2. Multiple Programming paradigms

It is also used because of its providing continuous support to several programming paradigms as it supports object-oriented programming and structured programming. Python has features, which also support various concepts of functional programming language. It is used for dynamic type system and automatic memory management. Python language features and programming paradigms allow you for developing small as well as large applications. It can be used for complex software applications.

3. Robust Standard Library

It has a large and robust standard library to use for developing applications. It also makes the developers use Python over other languages. The standard library helps you use the different range of modules available for Python, as this module helps you add the functionality without writing any more code. To get the information about various modules, documentation on the python standard library can be referred to. While developing any web application, implementing web services, performing string operations and other usages like interface protocol, the standard library documentation helps.

4. Compatible with Major Platforms and Systems

It is mainly compatible with major platforms and systems because of which it is used mainly for developing applications.

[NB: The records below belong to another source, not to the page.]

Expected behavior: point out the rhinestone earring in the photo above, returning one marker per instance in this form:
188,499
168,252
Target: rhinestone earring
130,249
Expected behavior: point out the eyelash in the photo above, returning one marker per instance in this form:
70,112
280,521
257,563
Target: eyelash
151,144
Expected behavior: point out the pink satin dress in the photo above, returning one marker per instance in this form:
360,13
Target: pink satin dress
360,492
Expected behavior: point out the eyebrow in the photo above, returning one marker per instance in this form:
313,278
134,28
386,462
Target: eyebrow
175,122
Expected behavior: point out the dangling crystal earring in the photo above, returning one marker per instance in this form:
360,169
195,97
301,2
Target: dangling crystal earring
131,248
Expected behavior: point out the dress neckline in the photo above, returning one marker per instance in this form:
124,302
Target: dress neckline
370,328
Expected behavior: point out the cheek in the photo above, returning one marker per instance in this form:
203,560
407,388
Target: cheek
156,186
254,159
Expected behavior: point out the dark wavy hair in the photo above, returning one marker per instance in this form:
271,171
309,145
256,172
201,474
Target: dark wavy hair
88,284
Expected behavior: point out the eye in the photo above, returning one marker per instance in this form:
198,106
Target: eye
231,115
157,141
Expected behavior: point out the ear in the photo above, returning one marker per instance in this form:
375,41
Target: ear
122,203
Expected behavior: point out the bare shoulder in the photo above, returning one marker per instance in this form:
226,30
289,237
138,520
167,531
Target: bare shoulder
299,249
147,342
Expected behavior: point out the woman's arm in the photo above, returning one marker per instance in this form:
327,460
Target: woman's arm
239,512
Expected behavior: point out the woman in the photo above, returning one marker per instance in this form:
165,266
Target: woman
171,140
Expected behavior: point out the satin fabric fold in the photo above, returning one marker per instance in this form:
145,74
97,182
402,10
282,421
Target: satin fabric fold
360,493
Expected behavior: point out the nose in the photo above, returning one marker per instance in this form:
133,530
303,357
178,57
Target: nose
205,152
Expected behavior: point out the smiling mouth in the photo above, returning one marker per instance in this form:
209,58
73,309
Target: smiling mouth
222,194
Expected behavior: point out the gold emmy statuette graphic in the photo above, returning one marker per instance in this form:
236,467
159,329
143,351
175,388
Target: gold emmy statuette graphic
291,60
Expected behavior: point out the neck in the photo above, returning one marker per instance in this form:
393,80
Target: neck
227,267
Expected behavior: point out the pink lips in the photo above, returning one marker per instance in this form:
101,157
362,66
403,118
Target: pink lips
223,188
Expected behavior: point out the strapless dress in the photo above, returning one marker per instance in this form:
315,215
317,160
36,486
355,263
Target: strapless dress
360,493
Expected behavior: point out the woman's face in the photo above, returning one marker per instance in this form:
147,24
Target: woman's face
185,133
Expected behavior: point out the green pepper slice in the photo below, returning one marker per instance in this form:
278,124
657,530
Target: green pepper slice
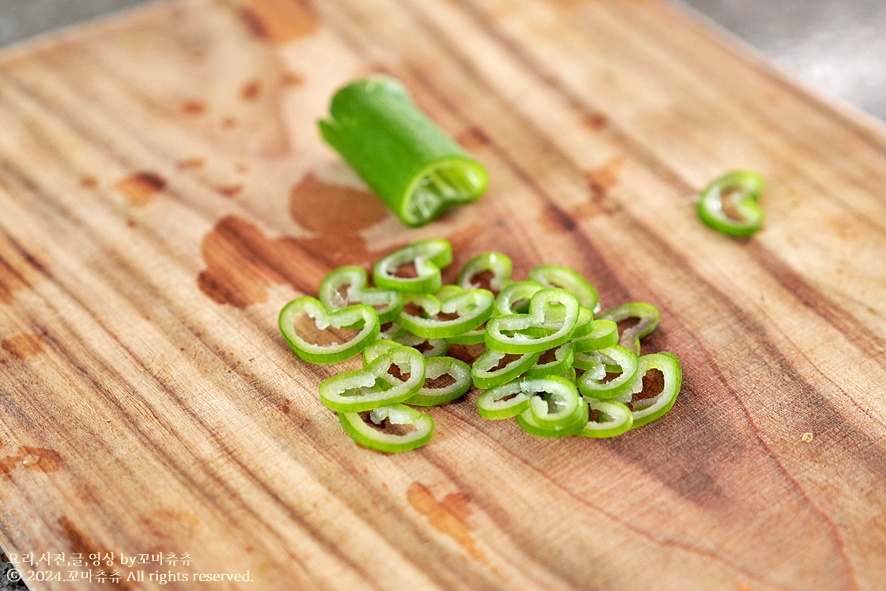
647,320
390,429
729,203
358,315
563,358
409,162
460,311
458,372
613,419
593,383
485,375
530,425
426,257
647,408
519,333
497,265
515,296
570,280
556,403
349,285
374,386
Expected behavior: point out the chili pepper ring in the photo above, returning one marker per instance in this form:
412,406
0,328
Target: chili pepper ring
412,165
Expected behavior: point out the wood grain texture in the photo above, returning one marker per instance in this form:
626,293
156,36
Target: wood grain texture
164,192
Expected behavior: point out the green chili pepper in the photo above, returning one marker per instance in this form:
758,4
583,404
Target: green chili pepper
426,257
458,371
729,203
615,418
518,333
647,409
604,334
562,362
529,424
593,383
514,297
346,286
428,347
457,313
499,266
359,315
374,385
571,281
556,403
389,429
401,154
647,320
485,376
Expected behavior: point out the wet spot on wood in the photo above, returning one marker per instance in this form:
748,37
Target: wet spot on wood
292,79
37,459
600,180
23,346
191,163
473,138
241,263
139,188
335,215
594,121
193,107
279,21
230,190
448,516
250,90
553,219
18,269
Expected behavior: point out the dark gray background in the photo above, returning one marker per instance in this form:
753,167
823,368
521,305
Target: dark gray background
837,47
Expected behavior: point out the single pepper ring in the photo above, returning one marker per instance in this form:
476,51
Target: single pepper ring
349,285
394,428
497,265
412,165
553,315
459,311
374,386
729,204
646,316
426,257
358,315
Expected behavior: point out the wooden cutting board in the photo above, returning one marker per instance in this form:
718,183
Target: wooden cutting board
163,192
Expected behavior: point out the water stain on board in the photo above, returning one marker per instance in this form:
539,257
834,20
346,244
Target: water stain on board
194,163
279,21
448,516
472,138
18,269
88,182
251,90
37,459
602,179
193,107
23,346
140,188
336,215
230,190
82,544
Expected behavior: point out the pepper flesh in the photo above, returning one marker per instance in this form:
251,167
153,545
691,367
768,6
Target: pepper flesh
381,439
743,216
409,162
357,315
427,258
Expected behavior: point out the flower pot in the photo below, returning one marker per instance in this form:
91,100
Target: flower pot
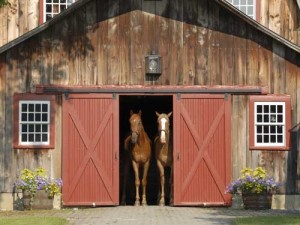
40,201
256,201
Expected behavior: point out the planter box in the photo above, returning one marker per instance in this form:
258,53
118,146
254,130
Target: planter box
41,201
257,202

With the help of python interpreters, python code can be run on specific platforms and tools as it supports many operating systems. As python is an interpreted high-level programming language and it allows you to run the code on multiple platforms. The new and modified code can be executed without recompiling, and its impact can be monitored or checked. It means it’s not required to recompile the code after every change. This feature helps in saving the development time of the developers.

5. Access of Database

The uses of Python also helps in accessing the database easily. Python helps in customizing the interfaces of different databases like MySQL, Oracle, Microsoft SQL Server, PostgreSQL, and other databases. It has an object database like Durus and ZODB. It is used for standard database API and freely available for download.

6. Code Readability

Python code is easy to read and maintained. It is easily reusable as well wherever it is required. Python’s having simple syntax, which allows the different concepts to develop without writing any additional code. The code should be of good quality and easy to maintain the source code and simplify the maintenance, which is required to develop the software application. It also emphasizes code readability, which is a great feature, unlike other programming languages. It helps build custom applications, and clean code helps maintain and update the software applications without putting extra effort into the same code.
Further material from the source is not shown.